Emine Esra Haksal – 1994 / İstanbul

Aramızda kalbi fazla mesai yapmak zorunda kalanlar olabilir. Öyle değil, Allah’ın biz sevelim, kollarımız uzanabildiği kadar uzansın ve her yanına sarılalım, kokusunu ciğerlerimize dolduralım, her detayını hafızamıza kazıyalım, suyundan şifa bulalım diye bahşettiği bir şey. İşte öyle. Üstelik yalnızca bu garibin kucağına atılıp kaçılan bir sevda değil bu. Nesillerin, peygamberlerin, sultanların, komutanların, kavimlerin, gariplerin, herhangi bir kimsenin ve kimsesizlerin yurdu olmuş, sevdası olmuş bir diyar. Kudüs.

Bu kutlu seyahate Kudüs Kumbarası bağışcılarının infakları vesilesiyle, bu sevdayı taşıdığına gönülden inandığım 9 arkadaşımla çıkma şerefine eriştim. Gideceğimi öğrendiğim o telefonu kapattıktan sonra omzumda hissettiğim sorumluluğu hiçbir ağırlık birimiyle ifade edemem. Bu davanın kuru, içi şişirilmiş suni bir dava olmadığını yalnızca ‘Makdisi’ olursak anlayabileceğimizi düşünüyorum. İlk kez o kapıdan, mescidimize, ilk kıblemize, Allah’ın miraca şahit kıldığı mukaddes topraklara -malesef işgalciler tarafından derinlemesine kontrol edildikten sonra- girdiğimde kalbimin yerinde ısrarla aranmakta olan bir telefon vardı sanki, öylesine titreşiyordu. Baştan aşağı ise tiktakları şaşmış saatli bi bomba gibi hissediyordum. Dizlerimin bağı tamamen çözülmüş bir vaziyyette, parmaklarımın hissini kaybettiği bir kavuşmaydı bu. Ve artık ismimin anlam bulduğu yerdeydim, kim söküp alabilir bu sevdayı içimden.
Sokaklarında yürüyordum, yerdeki toprak, duvardaki bir taş olmak istiyordum. Geçiyordum, intifadada atılan bir taş olmak istiyordum. Düşmana sıkılan bir mermi olmak istiyordum. Bir çocuğun hararetle yanaşıp kana kana su içtiği çeşmeden damlayan bir damla su olmak. Dinliyordum fetih görmüş bir miğfer olmak istiyordum. Yollarında gezinen ayakkabılarıma bile sarılmak istiyordum. Her bir sütuna yaslanıp gördüklerini dinlemek istiyordum. Henüz çok taze dönmüş olmamıza rağmen, memleketimden ayrılmış gibi buruk, her an tekrar gidecekmiş gibi tetikte bekliyorum. Yolda bir mühendis, yolda mühendisler yetiştirecek bir mühendis ve hep o yolda olmak istiyorum.

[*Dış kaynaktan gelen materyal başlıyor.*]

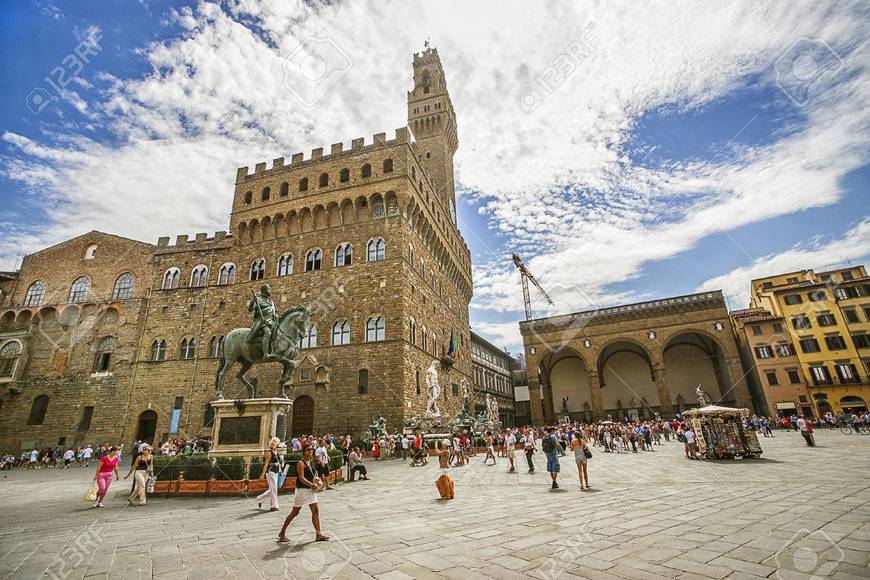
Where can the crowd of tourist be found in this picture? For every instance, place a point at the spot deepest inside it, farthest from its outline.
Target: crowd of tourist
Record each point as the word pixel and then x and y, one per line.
pixel 55 457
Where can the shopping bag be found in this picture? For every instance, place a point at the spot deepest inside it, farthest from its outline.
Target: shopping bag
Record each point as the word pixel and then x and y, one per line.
pixel 91 494
pixel 282 476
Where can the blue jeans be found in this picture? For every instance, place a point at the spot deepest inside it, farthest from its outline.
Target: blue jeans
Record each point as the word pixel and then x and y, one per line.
pixel 552 462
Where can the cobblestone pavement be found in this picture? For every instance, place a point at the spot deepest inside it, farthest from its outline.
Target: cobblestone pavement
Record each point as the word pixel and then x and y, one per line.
pixel 795 513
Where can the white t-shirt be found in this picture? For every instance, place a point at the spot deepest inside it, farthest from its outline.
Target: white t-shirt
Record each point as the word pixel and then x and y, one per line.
pixel 530 441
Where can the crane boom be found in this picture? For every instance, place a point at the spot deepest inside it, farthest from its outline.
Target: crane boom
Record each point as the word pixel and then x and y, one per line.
pixel 526 277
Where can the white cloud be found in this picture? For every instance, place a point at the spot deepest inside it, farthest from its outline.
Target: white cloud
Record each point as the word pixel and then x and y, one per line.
pixel 558 183
pixel 820 255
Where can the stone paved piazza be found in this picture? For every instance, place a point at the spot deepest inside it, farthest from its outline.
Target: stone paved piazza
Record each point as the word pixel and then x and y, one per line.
pixel 796 512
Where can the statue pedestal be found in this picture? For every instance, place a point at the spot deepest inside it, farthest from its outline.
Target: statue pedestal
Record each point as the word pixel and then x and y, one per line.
pixel 243 427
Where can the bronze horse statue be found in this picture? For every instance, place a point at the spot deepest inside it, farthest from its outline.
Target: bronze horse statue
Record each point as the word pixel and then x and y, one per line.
pixel 285 346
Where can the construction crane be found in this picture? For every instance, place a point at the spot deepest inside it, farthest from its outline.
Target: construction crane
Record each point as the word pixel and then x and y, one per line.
pixel 526 276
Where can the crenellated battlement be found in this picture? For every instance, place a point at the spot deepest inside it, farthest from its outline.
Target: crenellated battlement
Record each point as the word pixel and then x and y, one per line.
pixel 336 150
pixel 201 241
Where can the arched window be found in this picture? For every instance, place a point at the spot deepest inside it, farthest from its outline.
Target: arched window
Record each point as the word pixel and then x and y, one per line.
pixel 38 410
pixel 375 329
pixel 171 278
pixel 258 269
pixel 341 333
pixel 343 255
pixel 35 293
pixel 227 274
pixel 199 277
pixel 79 290
pixel 285 265
pixel 313 259
pixel 9 355
pixel 158 350
pixel 188 349
pixel 103 355
pixel 363 383
pixel 123 289
pixel 377 248
pixel 309 339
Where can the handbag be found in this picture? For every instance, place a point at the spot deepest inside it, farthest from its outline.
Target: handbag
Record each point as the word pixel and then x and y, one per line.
pixel 91 494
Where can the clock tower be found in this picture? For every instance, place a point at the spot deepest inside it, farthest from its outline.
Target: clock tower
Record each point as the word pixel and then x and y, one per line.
pixel 433 123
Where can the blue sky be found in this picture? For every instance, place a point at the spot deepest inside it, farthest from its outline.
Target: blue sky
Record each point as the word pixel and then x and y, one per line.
pixel 673 155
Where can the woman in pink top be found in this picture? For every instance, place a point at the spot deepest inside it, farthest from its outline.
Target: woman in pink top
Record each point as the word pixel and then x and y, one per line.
pixel 107 467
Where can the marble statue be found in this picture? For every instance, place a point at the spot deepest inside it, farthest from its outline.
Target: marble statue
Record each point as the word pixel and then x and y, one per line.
pixel 466 395
pixel 278 343
pixel 703 399
pixel 432 409
pixel 490 411
pixel 265 321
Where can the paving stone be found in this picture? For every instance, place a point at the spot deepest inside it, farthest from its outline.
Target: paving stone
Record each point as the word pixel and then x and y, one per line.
pixel 681 520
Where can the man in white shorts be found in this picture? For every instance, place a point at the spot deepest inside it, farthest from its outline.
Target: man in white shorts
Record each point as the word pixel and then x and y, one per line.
pixel 510 443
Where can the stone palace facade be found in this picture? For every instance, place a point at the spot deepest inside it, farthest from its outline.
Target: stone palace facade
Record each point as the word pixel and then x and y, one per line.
pixel 104 338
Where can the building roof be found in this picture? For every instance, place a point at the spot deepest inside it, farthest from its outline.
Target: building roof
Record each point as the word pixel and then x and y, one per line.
pixel 754 315
pixel 91 233
pixel 642 309
pixel 479 339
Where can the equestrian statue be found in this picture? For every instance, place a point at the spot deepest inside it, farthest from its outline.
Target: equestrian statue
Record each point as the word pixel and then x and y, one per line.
pixel 271 338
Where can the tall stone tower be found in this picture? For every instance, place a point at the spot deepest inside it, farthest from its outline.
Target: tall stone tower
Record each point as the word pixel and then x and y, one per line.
pixel 433 122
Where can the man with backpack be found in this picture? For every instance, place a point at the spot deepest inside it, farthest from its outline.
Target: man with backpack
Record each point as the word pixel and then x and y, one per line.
pixel 550 446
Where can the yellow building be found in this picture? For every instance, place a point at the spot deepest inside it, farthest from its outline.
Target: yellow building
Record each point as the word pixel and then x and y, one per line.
pixel 826 314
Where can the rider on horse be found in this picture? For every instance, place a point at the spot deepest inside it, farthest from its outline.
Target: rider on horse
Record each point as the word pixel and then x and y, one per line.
pixel 265 320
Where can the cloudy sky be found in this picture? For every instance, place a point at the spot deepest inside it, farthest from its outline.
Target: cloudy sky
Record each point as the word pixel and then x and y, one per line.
pixel 627 151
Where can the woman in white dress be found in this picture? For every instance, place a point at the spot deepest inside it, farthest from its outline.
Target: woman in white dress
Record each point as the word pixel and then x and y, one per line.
pixel 304 496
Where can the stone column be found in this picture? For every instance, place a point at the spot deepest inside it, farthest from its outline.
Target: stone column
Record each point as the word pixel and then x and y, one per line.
pixel 666 407
pixel 738 383
pixel 595 389
pixel 535 401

Gençler olarak tembellikle, cahillikle, işe yaramazlıkla, vakit israfıyla ve vakitsizlikle boğuşmakta olduğumuz bu ahir zamanda, bizlerden ümidini kesmeyen büyüklerimizden Allah ebeden razı olsun. Çıkarma işleminden önce bölme işlemine vakıf olmuş yüce gönüllü büyüklerimizin infaklarının hakkını verebilmeyi, Allah için vermenin aslında kazanç olduğunu bilen/öğreten abla ve abilerimizin kazananlardan olmalarını, Rabbimizden niyaz ederim. Gördüklerimizi, hissettiklerimizi, bildiklerimizi ve öğrendiklerimizi haykırarak anlatacağımıza, vakti geldiğinde fısıldayarak bu davayı aktaracağımıza, unutmayıp unutturmayacağımıza dair sizi temin ederim.